Pour the canola oil in a large skillet to a depth of about ¾ inch. Heat the oil to 350 to 365 degrees (medium high heat). Once the oil is hot, place the pickles in the pan, but do not crowd the pickles. Fry just until golden brown and crisp, 2 to 3 minutes.
Remove from heat and place on a plate covered with paper towels. Serve immediately with Ranch dressing.
Old Fashioned Tenderloins
- 4 to 6 thinly sliced pork chops (you can use thick pork chops, but pound them with a meat cleaver until they are ¼-inch thick)
- ½ cup flour
- ½ teaspoon onion powder
- 1 teaspoon garlic powder
- ½ teaspoon black pepper
- ½ teaspoon salt
- 1 large egg, lightly beaten
- ½ cup seasoned breadcrumbs
- ½ cup Panko breadcrumbs
- Canola oil
- Hamburger buns
- Desired toppings (pickles, onion, tomato)
- Mustard and/or ketchup
Heat oil in a heavy skillet or deep fat fryer to 350 degrees
Combine the flour, onion powder, garlic powder, pepper and salt in a small bowl. Place the egg in a shallow dish. In a third bowl, combine the seasoned and Panko breadcrumbs.
Place the pork chops in the flour mixture and coat both sides. Dip chops, one at a time, into the egg mixture, then coat with the bread crumbs.
Working in batches, gently add the pork to the pan and fry for 2 to 3 minutes per side. Cook just until golden brown. Place onto paper towels to absorb any excess oil.
Place the pork onto buns and top with desired toppings and condiments.
Beer Battered Cheese Curds
- 1 pound cheese curds
- 1 cup flour
- 1 teaspoon baking powder
- 1 teaspoon salt
- 1 cup beer (plus an additional 2-4 tablespoons as needed to thin batter)
- 1 egg, beaten
- Canola oil for frying
Heat oil in deep fat fryer or a large skillet to 375 degrees. If using a skillet, make sure enough oil is in the pan so the curds will be completely covered, approximately 2 inches up the sides of the pan.

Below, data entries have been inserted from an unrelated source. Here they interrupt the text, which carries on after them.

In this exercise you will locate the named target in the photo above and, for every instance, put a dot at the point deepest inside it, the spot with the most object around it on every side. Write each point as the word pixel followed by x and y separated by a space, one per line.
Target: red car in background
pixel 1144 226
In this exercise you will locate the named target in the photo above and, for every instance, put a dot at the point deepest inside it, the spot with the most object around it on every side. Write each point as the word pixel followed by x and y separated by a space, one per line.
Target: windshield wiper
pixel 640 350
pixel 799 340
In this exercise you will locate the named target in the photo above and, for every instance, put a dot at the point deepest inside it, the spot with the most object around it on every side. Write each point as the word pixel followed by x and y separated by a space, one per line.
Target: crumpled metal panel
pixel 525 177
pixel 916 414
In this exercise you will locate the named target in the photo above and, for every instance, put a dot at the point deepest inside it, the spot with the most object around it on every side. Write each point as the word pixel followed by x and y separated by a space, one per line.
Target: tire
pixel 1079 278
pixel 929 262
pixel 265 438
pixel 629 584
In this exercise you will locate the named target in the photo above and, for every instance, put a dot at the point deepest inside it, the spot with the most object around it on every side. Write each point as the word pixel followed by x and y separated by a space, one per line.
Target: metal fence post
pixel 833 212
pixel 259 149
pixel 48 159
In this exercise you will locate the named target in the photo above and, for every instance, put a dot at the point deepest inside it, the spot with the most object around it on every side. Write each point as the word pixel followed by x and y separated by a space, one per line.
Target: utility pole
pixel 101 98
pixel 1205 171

In a medium sized bowl, mix together the flour, baking powder and salt.
In another medium size bowl, add the beaten egg and the beer. Mix until well combined and then add to the flour and mix well. The batter should be the consistency of thin pancake batter. If it is too thick, add more beer, a tablespoon at a time. If it is too thin, add another spoonful of flour.
Using a slotted pan, place several cheese curds into the batter and make sure the curds are evenly coated with batter. Let the excess batter drip off and then place into the heated oil.
Fry for one to two minutes, just until the cheese curds are lightly browned. Remove and place on paper towels to drain. Let drain just a few minutes and then serve.